Una vittoria larga che profuma di sconfitta. Per l’Europa, che ostinatamente ha pensato al tavolo delle trattative come al bancone degli imputati e per la stessa Grecia, che prova da subito a rilanciare il negoziato dopo averlo bruscamente e unilateralmente interrotto, dimenticando che non basta la volontà di un popolo a giustificare la scellerata gestione finanziaria e sociale del proprio Paese.
Il referendum è strumento democratico importante. Peccato Tsipras lo abbia indetto in modo strumentale, agendo sulla leva della rabbia e della paura prima che dell’orgoglio nazionale. Hanno votato due greci su tre, un voto storico che va al di là del caso specifico. Per la prima volta l’Europa esce sconfitta politicamente. Un “no” bruciante che in troppi si affrettano a indirizzare alla Merkel, ma che invece è da suddividere tra molti.
Cosa accadrà domani, alla riapertura dei mercati? Cosa si diranno la cancelliera e Hollande, l’asse di ferro europeo che appare ora indebolito, ma non per questo deciso a cedere? Quali mosse Draghi si inventerà, ancora una volta, per evitare il default di un Paese e di un sistema? Quale sarà la reazione di Obama, azionista di peso del Fondo Monetario, preoccupato che la Russia sia pronta a sostenere la ribellione del governo di Syriza?
Sono tutte domande importanti, ma forse manca quella decisiva: in questa settimana di stallo la situazione della Grecia è ulteriormente peggiorata, le banche rischiano seriamente di non riaprire e la popolazione non potrà cibarsi di orgoglio. Fino a che punto è giusto mettere in ginocchio una comunità che si è ribellata, ma che non potrà avere all’infinito altre decine di miliardi di euro dei cittadini europei per colmare un pozzo senza fondo?

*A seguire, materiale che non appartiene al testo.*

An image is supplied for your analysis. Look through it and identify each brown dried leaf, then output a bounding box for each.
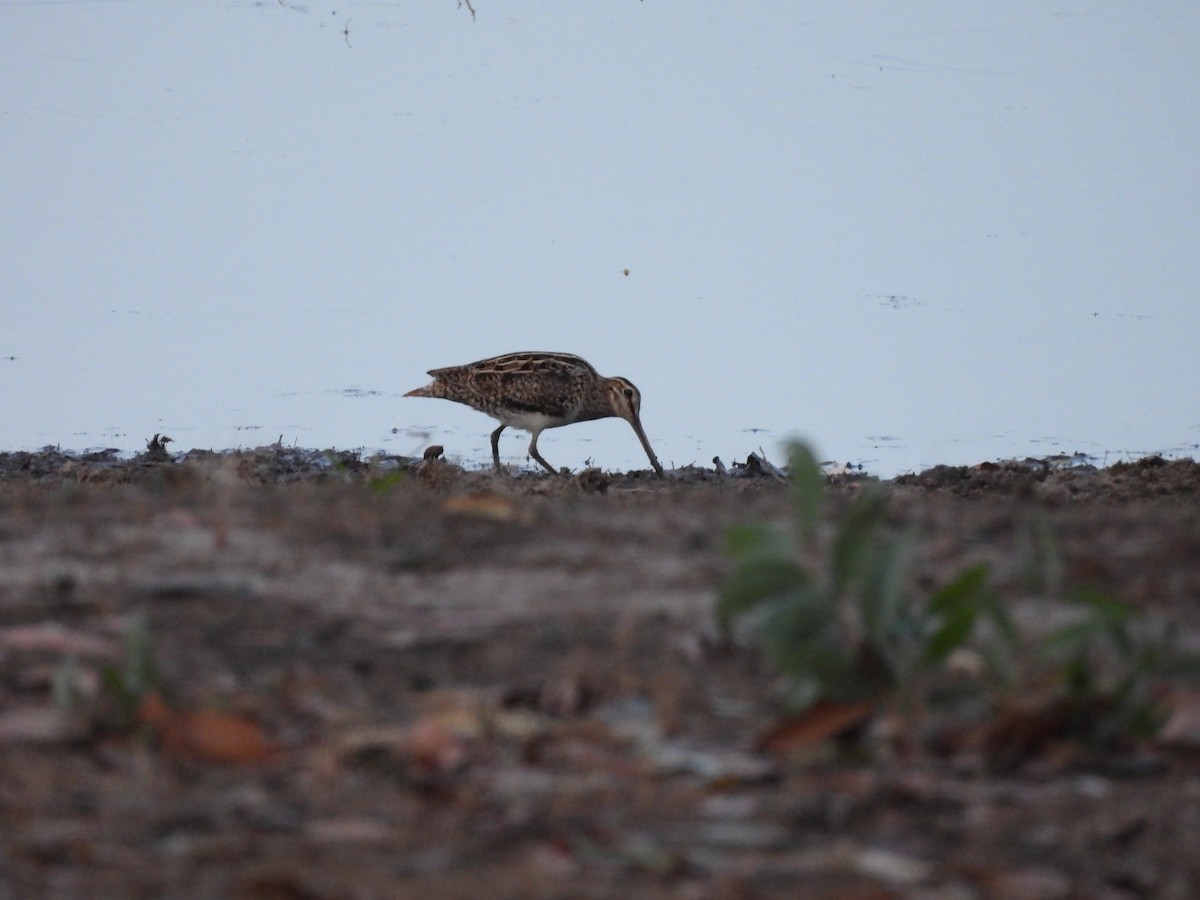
[138,694,281,766]
[442,491,528,522]
[758,700,875,754]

Le misere speculazioni personalistiche dei politici di casa nostra, da Grillo a Salvini, da Fassina a Brunetta non sono ciò che l’Italia dovrebbe mostrare in momenti come questi. Purtroppo non è con i tweet o le gite con bandiera che si affrontano questioni di tale portata. Così come non ci è piaciuto il “distacco” con cui il Governo ha seguito la vicenda, a partire dal semestre di presidenza. Se siamo usciti dal tavolo decisionale è anche e soprattutto per colpa nostra.
Ma al di là delle polemiche interne resta l’amarezza e la preoccupazione per la sconfitta pesante che in un certo senso l’Europa si è autoinflitta, sottovalutando l’iniziale crisi greca, non suggerendo in modo esplicito la strada maestra del rigore abbinato allo sviluppo, come accaduto in Irlanda, Portogallo e Spagna. La Grecia sembrava troppo piccola, con il suo 2% di peso di Pil, per preoccupare la grande Europa, ma così non è stato.
Adesso non bisogna perdere occasione per rilanciare il dialogo e dare alla Grecia una altrettanto forte lezione di democrazia europea. Nuovi aiuti potranno essere stanziati solo di fronte alla volontà reale di far parte della UE da parte dei greci, del suo governo e del suo leader. Se Tsipras, Varoufakis e i loro sodali populisti pensano di aver vinto, con questa battaglia, la guerra contro il “mostro” di Bruxelles, anche questo referendum sarà stato inutile.